C’è rimasto così male al punto da rispondere con la sua consueta dose di insulti (vedi sotto), questa volta composti senza nemmeno ricorrere alle sue abituali selve di incisi e giungle di parentesi tonde. Addirittura mi ha dato del “chierichetto frustrato” e se lo dice lui che chierichetto è stato, mentre io no, c’è da temere. Viene alla mente Mario Brega che dice “A me fascio?”, ma lasciamo perdere. Altri insulti sono piovuti dai suoi fanatici, prontamente pubblicati dal blog di Busi con dignità di post. Dovremo mica preoccuparci se Busi chiede aiuto ai suoi fanatici per insultare qualcuno? Scherzi a parte, sono ben contento che l’autore di Cazzi e canguri (pochissimi i canguri) abbia ritenuto di dover rispondere alla mia critica e l’abbia fatto giustificando nel dettaglio il suo ignobile comportamento che resta, nei fatti, peggiore di quello di Maramaldo. Busi, punto chiaramente sul vivo, al netto degli insulti da pivello ha infatti reagito come si deve: ha subito risposto con uno scritto pubblico. Proprio ciò che Lucio Dalla e Pier Vittorio Tondelli non han potuto fare davanti agli attacchi post mortem e schifosetti di Busi.

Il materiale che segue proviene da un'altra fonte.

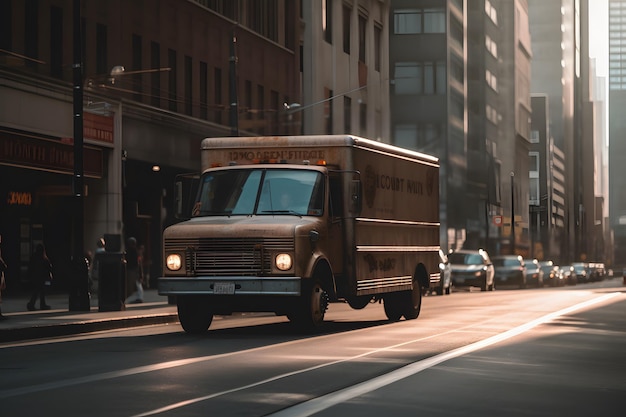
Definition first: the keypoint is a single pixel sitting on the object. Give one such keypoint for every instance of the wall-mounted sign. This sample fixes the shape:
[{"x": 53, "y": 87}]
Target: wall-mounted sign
[
  {"x": 34, "y": 152},
  {"x": 19, "y": 198}
]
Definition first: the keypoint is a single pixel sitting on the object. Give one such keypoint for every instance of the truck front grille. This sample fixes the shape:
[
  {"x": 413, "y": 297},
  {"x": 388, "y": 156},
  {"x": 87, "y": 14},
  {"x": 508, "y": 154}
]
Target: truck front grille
[{"x": 229, "y": 256}]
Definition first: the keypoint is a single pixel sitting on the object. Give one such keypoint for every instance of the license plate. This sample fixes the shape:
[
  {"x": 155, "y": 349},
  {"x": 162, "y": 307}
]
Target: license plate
[{"x": 224, "y": 288}]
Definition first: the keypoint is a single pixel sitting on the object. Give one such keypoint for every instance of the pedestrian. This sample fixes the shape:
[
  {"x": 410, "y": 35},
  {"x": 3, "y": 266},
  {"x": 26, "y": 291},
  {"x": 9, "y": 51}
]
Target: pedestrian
[
  {"x": 40, "y": 275},
  {"x": 3, "y": 283},
  {"x": 95, "y": 264},
  {"x": 134, "y": 274}
]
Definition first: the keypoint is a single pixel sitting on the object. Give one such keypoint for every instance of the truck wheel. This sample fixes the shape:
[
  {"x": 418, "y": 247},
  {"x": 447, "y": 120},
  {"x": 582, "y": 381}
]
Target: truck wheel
[
  {"x": 359, "y": 302},
  {"x": 194, "y": 314},
  {"x": 392, "y": 303},
  {"x": 311, "y": 308},
  {"x": 412, "y": 302}
]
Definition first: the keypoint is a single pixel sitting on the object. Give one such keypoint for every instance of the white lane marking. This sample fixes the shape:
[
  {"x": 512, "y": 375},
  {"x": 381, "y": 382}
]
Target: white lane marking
[
  {"x": 318, "y": 404},
  {"x": 312, "y": 406},
  {"x": 189, "y": 361}
]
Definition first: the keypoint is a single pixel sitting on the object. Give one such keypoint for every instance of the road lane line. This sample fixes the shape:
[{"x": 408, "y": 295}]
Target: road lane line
[{"x": 318, "y": 404}]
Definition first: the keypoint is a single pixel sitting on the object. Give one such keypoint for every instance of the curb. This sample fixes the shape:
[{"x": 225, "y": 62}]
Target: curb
[{"x": 87, "y": 326}]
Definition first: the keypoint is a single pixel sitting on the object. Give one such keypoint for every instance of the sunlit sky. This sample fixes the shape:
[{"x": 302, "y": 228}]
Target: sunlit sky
[{"x": 598, "y": 35}]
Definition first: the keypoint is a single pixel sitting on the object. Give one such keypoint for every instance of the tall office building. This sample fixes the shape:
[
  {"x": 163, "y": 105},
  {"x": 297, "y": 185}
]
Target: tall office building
[
  {"x": 617, "y": 127},
  {"x": 555, "y": 67},
  {"x": 427, "y": 67}
]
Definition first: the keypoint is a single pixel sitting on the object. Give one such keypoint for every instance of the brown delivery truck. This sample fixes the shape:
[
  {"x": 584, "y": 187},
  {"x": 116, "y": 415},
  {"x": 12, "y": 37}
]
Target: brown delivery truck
[{"x": 290, "y": 224}]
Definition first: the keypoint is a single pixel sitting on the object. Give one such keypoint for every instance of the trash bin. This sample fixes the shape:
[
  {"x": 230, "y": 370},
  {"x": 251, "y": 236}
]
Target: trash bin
[{"x": 111, "y": 281}]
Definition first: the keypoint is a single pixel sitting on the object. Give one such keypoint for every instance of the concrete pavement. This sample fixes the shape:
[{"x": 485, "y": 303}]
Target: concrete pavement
[{"x": 22, "y": 324}]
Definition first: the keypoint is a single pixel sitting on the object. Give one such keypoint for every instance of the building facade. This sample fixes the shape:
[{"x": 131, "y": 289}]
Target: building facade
[
  {"x": 617, "y": 128},
  {"x": 345, "y": 72},
  {"x": 428, "y": 70},
  {"x": 157, "y": 80}
]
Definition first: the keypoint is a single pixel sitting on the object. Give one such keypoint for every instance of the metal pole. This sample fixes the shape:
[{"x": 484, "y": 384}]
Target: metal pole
[
  {"x": 512, "y": 213},
  {"x": 234, "y": 102},
  {"x": 79, "y": 285}
]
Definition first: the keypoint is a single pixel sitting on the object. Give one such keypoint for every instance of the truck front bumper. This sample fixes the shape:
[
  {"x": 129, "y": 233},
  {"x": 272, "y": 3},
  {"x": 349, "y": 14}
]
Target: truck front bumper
[{"x": 255, "y": 286}]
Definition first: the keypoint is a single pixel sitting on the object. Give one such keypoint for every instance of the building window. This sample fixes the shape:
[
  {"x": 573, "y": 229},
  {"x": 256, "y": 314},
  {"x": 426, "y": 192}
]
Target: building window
[
  {"x": 420, "y": 78},
  {"x": 491, "y": 79},
  {"x": 378, "y": 35},
  {"x": 434, "y": 21},
  {"x": 260, "y": 98},
  {"x": 362, "y": 37},
  {"x": 407, "y": 21},
  {"x": 217, "y": 91},
  {"x": 534, "y": 136},
  {"x": 405, "y": 136},
  {"x": 347, "y": 114},
  {"x": 363, "y": 118},
  {"x": 188, "y": 85},
  {"x": 408, "y": 78},
  {"x": 491, "y": 12},
  {"x": 327, "y": 20},
  {"x": 347, "y": 16},
  {"x": 533, "y": 192},
  {"x": 328, "y": 111},
  {"x": 491, "y": 46},
  {"x": 137, "y": 66},
  {"x": 204, "y": 94},
  {"x": 56, "y": 42},
  {"x": 172, "y": 93},
  {"x": 101, "y": 49},
  {"x": 31, "y": 31},
  {"x": 415, "y": 21},
  {"x": 155, "y": 77},
  {"x": 247, "y": 98}
]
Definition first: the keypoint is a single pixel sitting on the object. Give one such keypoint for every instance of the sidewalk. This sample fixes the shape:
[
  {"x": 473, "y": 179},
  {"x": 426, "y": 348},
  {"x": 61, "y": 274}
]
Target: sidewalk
[{"x": 59, "y": 321}]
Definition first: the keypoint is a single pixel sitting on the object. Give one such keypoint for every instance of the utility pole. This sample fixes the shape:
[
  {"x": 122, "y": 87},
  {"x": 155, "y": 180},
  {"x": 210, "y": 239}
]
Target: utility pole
[
  {"x": 512, "y": 213},
  {"x": 79, "y": 298},
  {"x": 234, "y": 101}
]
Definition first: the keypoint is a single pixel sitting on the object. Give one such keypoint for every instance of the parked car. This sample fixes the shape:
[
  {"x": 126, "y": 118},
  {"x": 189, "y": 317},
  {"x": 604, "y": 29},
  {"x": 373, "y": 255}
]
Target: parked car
[
  {"x": 534, "y": 274},
  {"x": 510, "y": 270},
  {"x": 445, "y": 283},
  {"x": 581, "y": 272},
  {"x": 551, "y": 274},
  {"x": 568, "y": 275},
  {"x": 472, "y": 268},
  {"x": 596, "y": 271}
]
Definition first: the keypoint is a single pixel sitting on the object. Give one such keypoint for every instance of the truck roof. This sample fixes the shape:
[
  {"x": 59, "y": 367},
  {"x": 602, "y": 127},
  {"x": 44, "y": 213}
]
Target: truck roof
[{"x": 314, "y": 141}]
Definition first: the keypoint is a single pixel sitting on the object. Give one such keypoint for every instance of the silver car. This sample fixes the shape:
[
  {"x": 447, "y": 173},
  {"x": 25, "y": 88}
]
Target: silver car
[{"x": 472, "y": 268}]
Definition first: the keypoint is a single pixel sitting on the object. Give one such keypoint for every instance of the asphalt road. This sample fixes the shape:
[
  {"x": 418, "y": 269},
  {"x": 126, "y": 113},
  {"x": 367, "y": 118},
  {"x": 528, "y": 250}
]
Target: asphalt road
[{"x": 533, "y": 352}]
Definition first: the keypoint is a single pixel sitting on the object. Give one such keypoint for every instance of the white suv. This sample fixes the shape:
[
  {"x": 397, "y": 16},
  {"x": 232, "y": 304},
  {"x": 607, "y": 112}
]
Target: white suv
[{"x": 472, "y": 268}]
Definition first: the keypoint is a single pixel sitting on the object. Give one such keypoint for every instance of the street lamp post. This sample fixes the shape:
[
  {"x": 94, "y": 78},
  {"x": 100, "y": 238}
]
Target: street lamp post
[{"x": 79, "y": 298}]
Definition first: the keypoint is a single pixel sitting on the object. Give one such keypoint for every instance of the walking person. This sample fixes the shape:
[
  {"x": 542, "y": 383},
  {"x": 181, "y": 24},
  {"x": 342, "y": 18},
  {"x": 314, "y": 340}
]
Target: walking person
[
  {"x": 3, "y": 284},
  {"x": 134, "y": 274},
  {"x": 40, "y": 274}
]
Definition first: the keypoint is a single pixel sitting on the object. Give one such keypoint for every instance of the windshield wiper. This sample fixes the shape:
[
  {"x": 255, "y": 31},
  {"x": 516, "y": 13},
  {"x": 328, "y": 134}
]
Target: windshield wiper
[{"x": 281, "y": 212}]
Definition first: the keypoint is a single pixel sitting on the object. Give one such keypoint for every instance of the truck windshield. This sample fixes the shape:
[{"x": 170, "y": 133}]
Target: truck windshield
[{"x": 244, "y": 192}]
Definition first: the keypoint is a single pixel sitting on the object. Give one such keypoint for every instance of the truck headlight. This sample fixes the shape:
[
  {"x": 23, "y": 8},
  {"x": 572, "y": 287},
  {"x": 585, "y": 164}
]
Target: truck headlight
[
  {"x": 283, "y": 261},
  {"x": 173, "y": 262}
]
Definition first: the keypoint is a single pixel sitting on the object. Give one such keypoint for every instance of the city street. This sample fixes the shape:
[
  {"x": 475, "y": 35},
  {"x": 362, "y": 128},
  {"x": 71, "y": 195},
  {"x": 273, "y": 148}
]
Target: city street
[{"x": 548, "y": 351}]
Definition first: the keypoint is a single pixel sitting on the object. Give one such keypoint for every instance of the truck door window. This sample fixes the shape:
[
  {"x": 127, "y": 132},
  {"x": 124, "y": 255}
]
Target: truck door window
[
  {"x": 292, "y": 192},
  {"x": 336, "y": 202},
  {"x": 230, "y": 192},
  {"x": 239, "y": 191}
]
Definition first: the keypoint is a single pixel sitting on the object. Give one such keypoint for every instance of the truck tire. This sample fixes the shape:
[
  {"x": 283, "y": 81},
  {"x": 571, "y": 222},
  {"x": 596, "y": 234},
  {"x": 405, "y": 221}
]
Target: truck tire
[
  {"x": 194, "y": 314},
  {"x": 392, "y": 303},
  {"x": 359, "y": 302},
  {"x": 311, "y": 306},
  {"x": 412, "y": 302}
]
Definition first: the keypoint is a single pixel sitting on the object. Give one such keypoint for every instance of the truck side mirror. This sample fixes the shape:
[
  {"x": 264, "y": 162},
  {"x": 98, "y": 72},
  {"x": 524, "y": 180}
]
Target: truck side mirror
[{"x": 355, "y": 197}]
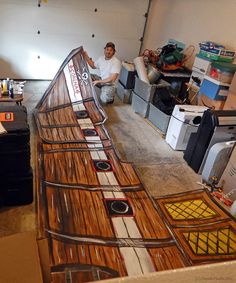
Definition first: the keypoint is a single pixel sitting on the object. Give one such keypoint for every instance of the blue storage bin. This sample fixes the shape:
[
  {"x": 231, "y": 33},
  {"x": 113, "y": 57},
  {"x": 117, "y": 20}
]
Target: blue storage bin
[{"x": 214, "y": 89}]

Unica richiesta che muovo al sodale di Barbara d’Urso: evitare la tecnica del mettere in bocca agli altri ciò che non hanno mai detto. Io non ho mai sostenuto che la sessualità sia un fatto privato, specie in un uomo pubblico. Sono banalmente della vecchia scuola per cui se c’è da fare una critica pubblica, all’opera o alla condotta di un artista, la fai quando l’altro è vivo e presente – come ho fatto io nei riguardi di Busi stesso, o di Renato Zero in Tutta colpa di Miguel Bosé, e perdonate l’autocitazione con l’inciso, ma quando si legge il maestro di Montichiari si diventa sempre un po’ ombelicali – non quando è morto o assente. A meno che il tuo obiettivo sia solo far tornare a parlare un pochino anche di te, quando tutti parlano di quell’altro, steso nella bara. Punto. Questo significa beatificare i morti? Proprio per niente. Significa essere abbastanza uomini per capire quando è il momento di parlare e quando di tacere.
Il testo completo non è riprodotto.